Kavner was cast in her first professional acting role as Brenda Morgenstern in Rhoda in 1974. Following Rhoda, Kavner was cast in The Tracey Ullman Show, which debuted in 1987. The Tracey Ullman Show included a series of animated shorts about a dysfunctional family. Voices were needed for the shorts, so the producers decided to ask Kavner to voice Marge. The shorts would eventually be spun off into The Simpsons.

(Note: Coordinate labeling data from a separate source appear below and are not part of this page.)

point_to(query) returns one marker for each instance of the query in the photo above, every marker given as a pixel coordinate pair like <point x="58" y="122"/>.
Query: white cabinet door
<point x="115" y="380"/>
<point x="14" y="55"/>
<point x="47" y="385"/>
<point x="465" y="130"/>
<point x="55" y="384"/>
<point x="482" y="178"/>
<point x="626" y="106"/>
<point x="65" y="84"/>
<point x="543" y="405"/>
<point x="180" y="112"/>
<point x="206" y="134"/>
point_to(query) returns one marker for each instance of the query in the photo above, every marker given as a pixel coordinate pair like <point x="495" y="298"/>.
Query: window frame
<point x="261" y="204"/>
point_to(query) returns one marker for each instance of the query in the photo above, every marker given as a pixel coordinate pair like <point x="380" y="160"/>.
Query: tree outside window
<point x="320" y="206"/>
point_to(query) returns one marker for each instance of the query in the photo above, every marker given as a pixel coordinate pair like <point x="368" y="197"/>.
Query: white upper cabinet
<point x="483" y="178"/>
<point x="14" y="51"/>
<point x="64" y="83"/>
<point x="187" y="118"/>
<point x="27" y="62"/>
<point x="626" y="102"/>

In 1992, she starred in This Is My Life, her first leading role in a feature film. Kavner has also appeared in live-action roles in seven films written by Woody Allen, and in the Adam Sandler comedy Click.

(born September 7, 1954)
Michael Emerson is an American film and television character actor who is perhaps best known for his roles as serial killer William Hinks in The Practice, Benjamin Linus on Lost, and as Harold Finch on the CBS series Person of Interest.

(born September 7, 1950)
Peggy Noonan is an American author of seven books on politics, religion, and culture, and a weekly columnist for The Wall Street Journal. She was a primary speech writer and Special Assistant to President Ronald Reagan and in her political writings is considered a Republican. Five of Noonan's books have been New York Times bestsellers. Noonan is a trustee of the Manhattan Institute.  She was nominated for an Emmy Award for her work on America: A Tribute to Heroes. She has also been widely recognized for her regular appearances on ABC's This Week and NBC's Meet The Press.

(born September 7, 1973)
Shannon Elizabeth is an American actress and former fashion model. Elizabeth is well known for her roles in comedy films such as American Pie, Scary Movie and Jay And Silent Bob Strike Back. She is also known for her work in horror films such as Thirteen Ghosts, Cursed, and Night of the Demons. She became widely known as a sex symbol for her role in the 1999 comedy film American Pie.


It's a kind of spiritual snobbery that makes people think they can be happy without money.